Insistir no reconhecimento dos bens comuns da Terra e da humanidade. Entre esses se contam  o ar, a atmosfera, a água, os rios, os oceanos os lagos, os aquíferos, a biodiversidade, as sementes, os parques naturais, as muitas línguas, as paisagens, a memória, o conhecimento, a internet, as informações  genéticas e outros.

            O mais importante de tudo, no entanto, é formar uma coalizão de forças com o maior número possível de grupos, movimentos, igrejas e instituições ao redor de valores e princípios coletivamente partilhados, como os expressos na Carta da Terra, nas Metas do Milênio, na Declaração dos Direitos da Mãe Terra  e no ideal do Bem Viver das culturas originárias das Américas.

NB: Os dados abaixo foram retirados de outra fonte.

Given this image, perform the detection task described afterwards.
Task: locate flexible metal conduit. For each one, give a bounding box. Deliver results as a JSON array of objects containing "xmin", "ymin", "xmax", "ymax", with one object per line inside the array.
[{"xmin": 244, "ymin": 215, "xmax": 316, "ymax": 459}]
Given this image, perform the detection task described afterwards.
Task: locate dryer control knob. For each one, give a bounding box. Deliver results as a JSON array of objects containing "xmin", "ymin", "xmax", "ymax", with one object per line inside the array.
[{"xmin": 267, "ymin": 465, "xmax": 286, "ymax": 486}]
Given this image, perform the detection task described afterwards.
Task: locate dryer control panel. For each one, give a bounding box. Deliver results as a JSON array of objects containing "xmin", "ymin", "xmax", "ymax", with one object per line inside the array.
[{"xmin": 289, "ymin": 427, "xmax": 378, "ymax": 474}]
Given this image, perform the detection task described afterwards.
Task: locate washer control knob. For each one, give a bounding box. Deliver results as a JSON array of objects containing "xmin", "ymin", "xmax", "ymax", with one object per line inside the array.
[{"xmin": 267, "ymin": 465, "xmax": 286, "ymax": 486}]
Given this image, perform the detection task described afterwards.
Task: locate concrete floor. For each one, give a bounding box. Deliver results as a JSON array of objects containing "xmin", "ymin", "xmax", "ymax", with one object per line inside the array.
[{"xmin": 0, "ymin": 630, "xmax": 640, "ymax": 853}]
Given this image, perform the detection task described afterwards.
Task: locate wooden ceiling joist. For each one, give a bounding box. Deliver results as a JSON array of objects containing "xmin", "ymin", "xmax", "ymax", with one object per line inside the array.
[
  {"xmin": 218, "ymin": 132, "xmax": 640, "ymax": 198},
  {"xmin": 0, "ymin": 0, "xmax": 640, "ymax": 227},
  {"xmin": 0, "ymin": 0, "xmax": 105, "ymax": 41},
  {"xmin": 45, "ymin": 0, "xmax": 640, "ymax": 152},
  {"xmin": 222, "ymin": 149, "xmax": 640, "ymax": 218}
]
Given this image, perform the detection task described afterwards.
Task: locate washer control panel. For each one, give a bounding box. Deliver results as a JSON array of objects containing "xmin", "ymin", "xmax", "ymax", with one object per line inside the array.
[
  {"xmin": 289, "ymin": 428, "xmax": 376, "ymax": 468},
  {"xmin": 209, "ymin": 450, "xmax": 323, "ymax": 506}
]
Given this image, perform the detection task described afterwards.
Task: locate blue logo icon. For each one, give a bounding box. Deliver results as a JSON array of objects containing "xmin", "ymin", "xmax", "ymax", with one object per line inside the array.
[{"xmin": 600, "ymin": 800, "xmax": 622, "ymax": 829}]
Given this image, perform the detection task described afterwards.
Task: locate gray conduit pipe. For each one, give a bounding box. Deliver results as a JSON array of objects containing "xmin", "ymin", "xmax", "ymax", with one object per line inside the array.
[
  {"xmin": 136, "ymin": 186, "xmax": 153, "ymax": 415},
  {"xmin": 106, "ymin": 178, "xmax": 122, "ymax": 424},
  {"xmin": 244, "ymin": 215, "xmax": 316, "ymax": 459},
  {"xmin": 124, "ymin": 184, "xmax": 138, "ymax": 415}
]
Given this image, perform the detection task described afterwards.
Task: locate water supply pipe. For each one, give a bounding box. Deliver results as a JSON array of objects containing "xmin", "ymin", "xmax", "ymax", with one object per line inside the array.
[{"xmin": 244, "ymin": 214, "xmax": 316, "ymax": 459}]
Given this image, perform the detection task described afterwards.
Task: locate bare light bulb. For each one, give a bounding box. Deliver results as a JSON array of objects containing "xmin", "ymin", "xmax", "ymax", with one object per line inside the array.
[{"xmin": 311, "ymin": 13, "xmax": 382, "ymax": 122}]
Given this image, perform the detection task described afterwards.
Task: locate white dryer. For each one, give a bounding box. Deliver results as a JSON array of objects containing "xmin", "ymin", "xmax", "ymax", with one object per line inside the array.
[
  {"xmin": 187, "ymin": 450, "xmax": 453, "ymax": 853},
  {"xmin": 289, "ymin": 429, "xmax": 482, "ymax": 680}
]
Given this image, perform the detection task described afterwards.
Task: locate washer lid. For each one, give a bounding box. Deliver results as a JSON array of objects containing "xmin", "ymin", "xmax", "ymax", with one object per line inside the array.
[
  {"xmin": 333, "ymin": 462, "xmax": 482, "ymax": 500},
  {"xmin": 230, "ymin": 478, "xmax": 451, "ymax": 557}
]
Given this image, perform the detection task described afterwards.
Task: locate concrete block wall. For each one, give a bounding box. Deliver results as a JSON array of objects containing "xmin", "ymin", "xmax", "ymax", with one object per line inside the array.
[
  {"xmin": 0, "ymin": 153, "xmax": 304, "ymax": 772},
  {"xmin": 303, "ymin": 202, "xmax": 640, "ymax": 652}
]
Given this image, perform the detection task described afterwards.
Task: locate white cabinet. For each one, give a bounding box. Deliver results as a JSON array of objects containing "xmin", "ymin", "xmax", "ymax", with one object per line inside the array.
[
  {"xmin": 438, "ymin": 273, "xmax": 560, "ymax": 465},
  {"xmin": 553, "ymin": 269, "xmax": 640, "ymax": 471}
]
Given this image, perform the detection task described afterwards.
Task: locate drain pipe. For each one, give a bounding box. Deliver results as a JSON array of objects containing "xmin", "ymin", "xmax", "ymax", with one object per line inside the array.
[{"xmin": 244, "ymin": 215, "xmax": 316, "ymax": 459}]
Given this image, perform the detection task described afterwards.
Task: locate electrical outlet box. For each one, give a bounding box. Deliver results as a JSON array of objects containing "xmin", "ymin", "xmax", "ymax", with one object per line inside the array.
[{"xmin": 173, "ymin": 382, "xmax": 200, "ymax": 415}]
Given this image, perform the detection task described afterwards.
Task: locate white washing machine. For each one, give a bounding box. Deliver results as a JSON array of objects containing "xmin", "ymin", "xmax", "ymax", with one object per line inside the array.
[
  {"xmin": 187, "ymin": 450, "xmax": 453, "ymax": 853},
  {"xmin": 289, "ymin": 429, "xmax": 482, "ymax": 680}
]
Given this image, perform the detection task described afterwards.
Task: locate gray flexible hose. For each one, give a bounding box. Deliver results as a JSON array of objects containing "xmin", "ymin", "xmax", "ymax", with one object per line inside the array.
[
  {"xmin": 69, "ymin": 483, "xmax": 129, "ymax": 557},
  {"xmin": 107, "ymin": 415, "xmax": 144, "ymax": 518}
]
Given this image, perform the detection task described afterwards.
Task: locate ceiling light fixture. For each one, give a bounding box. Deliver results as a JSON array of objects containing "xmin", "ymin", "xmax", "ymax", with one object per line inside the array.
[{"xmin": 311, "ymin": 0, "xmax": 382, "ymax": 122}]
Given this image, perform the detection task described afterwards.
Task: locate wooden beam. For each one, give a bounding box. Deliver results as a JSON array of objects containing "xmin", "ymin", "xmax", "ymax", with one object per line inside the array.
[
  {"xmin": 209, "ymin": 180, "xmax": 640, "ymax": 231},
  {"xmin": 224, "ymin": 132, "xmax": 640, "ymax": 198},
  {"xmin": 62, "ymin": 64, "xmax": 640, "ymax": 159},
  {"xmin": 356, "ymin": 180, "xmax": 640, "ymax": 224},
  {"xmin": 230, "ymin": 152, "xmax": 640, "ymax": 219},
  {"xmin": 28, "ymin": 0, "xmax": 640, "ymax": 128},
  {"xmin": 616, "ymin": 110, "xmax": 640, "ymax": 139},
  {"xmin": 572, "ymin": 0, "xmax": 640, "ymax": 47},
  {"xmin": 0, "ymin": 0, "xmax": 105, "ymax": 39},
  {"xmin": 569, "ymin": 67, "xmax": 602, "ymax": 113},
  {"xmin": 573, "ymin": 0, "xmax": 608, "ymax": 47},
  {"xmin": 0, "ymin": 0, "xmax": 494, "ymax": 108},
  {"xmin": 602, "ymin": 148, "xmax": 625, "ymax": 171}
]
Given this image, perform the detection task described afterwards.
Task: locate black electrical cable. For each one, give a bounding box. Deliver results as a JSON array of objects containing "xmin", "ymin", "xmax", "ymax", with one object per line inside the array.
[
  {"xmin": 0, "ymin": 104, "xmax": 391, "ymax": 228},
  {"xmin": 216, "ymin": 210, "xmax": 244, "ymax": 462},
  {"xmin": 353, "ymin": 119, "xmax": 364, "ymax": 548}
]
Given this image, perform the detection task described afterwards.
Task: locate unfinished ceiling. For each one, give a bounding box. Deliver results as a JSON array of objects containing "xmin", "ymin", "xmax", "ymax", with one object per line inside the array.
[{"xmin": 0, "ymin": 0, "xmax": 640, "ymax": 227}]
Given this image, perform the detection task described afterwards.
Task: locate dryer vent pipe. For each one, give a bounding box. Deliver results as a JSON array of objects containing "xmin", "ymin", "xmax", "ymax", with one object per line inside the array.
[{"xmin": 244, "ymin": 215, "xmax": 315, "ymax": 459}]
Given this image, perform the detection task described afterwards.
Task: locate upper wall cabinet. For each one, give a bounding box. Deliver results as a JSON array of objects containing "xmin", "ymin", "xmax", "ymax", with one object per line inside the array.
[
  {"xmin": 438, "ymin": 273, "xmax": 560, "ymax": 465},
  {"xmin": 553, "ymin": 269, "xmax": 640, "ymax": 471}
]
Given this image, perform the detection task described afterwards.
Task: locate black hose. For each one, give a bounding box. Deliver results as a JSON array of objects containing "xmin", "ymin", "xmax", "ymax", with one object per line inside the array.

            Por fim, precisamos estar conscientes de que o tempo da abundância material acabou, feita à custa do desrespeito dos limites do planeta e na falta de solidariedade e de piedade para com as vítimas de um tipo de desenvolvimento predatório, individualista e hostil à vida. O crescimento econômico não pode ser  um fim em si mesmo. Está a serviço do pleno desenvolvimento do ser humano, de suas potencialidades intelectuais, morais e espirituais. A economia verde inclusiva, a proposta brasileira para a Rio+20, não muda a natureza do desenvolvimento vigente porque não questiona a relação para com a natureza, o modo de produção, o nível de consumo dos cidadãos e as grandes desigualdades sociais.  Um crescimento ilimitado não é suportado por um planeta limitado. Temos que mudar de rota, de mente e de coração. Caso contrário, o destino dos dinossauros poderá ser o nosso destino.

Finalmente, meu sentimento do mundo me diz  que não estamos diante de uma tragédia anunciada. Mas diante de uma gravíssima e generalizada crise de civilização. Contém muitos riscos, mas, se quisermos, serão evitáveis. Pode significar  a dor de parto de um novo paradigma e o sacrifício a ser  pago para um salto de qualidade rumo a uma civilização mais  reverente da Terra, mais respeitosa da vida, mais amiga dos seres humanos e mais irmanada com todos os demais seres da natureza.

 

 

 

 

Leonardo Boff (Brasil)
Teólogo, filósofo, da Comissão Iniciativa da Carta da Terra, autor de Proteger a Terra e cuidar da vida: como evitar o fim do mundo, Record 2011.